Его резкий пронзительный голос погасил вспышку гнева, и оба спорщика повернулись к Джорджу.

— Помните случай с собакой Пита Гладвиша, ничего не скажешь. Случай очень, очень странный.

— Случай, может быть, и непонятный, но Тилли Троттер здесь при чем? — Том тоже теперь говорил спокойно.

— Очень даже при чем, Том, очень. Об этом многие поговаривают. Ты знаешь сам, у Пита собака была отличным крысоловом. На мили другой такой не сыскать. А сколько денег она ему принесла! В субботу вечером сам видел, как она в шахте задавила пятьдесят крыс, а времени прошло всего ничего. А тут Пит как-то шел со своим псом по Болдонской дороге, им навстречу попалась Тилли, и знаете, что случилось? Она погладила собаку, даже говорила с ней, как сказал Пит. И после этого дурная псина не хотела идти с хозяином, а все рвалась за ней. В этот вечер пес даже отказывался спускаться в шахту. Вы когда-нибудь видели, чтобы терьер, увидев крысу, не бросился за ней? Да они начинают с ума сходить, когда крыса попадается им на глаза. А как рассказывает Пит, собака стояла как зачарованная и не думала на крыс кидаться. Он отлупил ее как следует, приволок домой и на цепь посадил. Вы тоже в деревне живете и знаете, что было дальше. На следующее утро собаки след простыл, и с тех пор никто ее не видел ни живую, ни мертвую. А когда фермера Бентвуда выманили из дома в такой важный в его жизни день, тогда старина Пит и вспомнил про тот вечер, когда Тилли Троттер погладила его собаку, а до этого он и думать не думал, что в историю с собакой может быть замешана Тилли. И по-моему, в этом что-то есть…

— Вечно тебе что-либо мерещится.

— Жаль, на площадях больше не ставят колодки.

— Не захотелось ли тебе в них посидеть?

— Зачем тебя только сюда позвали! — взорвался Берк Лодимер. — Ты на ее стороне, готов их обеих защищать. Даже если они вздумают танцевать перед алтарем и пить из купели, ты и тогда скажешь, что это не наваждение, а они просто веселятся?

— Очень может быть, — закивал Том. — Я ухожу, у меня дело стоит. Так вы решили, что надо делать? — хмуро спросил он.

Мистер Фоссетт уперся ладонями в стол и оглядел помощников.

— Да, я принял решение, и мой долг, как церковного старосты, сделать все, что необходимо.

— И какие же меры вы примете? — поинтересовался Том Пирсон.

— Я постараюсь, чтобы священник обуздал жену, он должен приказать ей вести себя прилично, иначе…

— Что — иначе?

— Мы не можем допустить, чтобы на церковь падала тень, — стал объяснять мистер Фоссетт. — А она ведет себя как распутная женщина и порочит церковь.

— Вы правы, конечно правы, — закивали его сторонники, дружно вставая. На этом собрание закончилось…

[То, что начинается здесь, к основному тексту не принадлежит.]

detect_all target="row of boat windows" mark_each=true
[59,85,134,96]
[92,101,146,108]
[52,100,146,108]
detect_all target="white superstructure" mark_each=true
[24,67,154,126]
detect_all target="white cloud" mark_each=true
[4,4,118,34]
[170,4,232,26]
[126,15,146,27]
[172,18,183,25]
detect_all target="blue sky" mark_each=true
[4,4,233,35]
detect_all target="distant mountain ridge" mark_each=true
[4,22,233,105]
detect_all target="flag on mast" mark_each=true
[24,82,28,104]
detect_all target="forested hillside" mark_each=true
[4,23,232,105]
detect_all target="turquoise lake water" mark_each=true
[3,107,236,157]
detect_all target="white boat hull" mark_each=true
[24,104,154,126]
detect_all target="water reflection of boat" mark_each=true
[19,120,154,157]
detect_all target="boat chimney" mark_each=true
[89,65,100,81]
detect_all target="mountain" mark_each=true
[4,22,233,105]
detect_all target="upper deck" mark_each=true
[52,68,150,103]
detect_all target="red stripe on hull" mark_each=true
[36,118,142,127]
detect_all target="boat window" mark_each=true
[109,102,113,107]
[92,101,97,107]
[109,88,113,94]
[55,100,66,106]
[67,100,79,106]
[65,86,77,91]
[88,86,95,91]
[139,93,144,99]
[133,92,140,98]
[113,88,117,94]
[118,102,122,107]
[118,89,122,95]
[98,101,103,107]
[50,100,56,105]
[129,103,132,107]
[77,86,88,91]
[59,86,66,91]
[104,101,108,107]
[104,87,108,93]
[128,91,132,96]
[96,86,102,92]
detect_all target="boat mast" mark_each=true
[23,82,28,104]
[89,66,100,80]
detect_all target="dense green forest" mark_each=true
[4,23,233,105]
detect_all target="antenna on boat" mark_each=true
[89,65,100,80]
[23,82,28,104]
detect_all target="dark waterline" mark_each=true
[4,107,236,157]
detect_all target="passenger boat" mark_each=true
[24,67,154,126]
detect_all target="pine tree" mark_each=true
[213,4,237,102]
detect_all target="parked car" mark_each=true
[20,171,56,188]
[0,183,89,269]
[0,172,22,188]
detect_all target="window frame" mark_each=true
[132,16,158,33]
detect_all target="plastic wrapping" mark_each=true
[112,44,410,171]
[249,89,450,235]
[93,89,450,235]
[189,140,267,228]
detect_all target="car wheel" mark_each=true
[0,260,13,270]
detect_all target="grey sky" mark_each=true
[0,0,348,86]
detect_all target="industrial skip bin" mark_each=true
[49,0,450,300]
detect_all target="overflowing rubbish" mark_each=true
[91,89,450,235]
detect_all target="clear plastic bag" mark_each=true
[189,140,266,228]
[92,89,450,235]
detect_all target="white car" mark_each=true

В церковном дворе они разделились и большинство отправилось по своим делам. Только Берк Лодимер и Энди Фэрветер стояли, глядя в темнеющее небо, только потом, не сговариваясь, двинулись вдоль церкви. Пройдя между двумя надгробиями, они направились к маленькой калитке в невысокой каменной стене, которой было обнесено кладбище.

Войдя на кладбище, Берк Лодимер повернулся к спутнику:

— Ты помнишь историю старой Сисси Клэккетт?

— Какая это Клэккетт? Та, что лежит там? — Энди показал в сторону, на едва видневшееся в траве надгробие.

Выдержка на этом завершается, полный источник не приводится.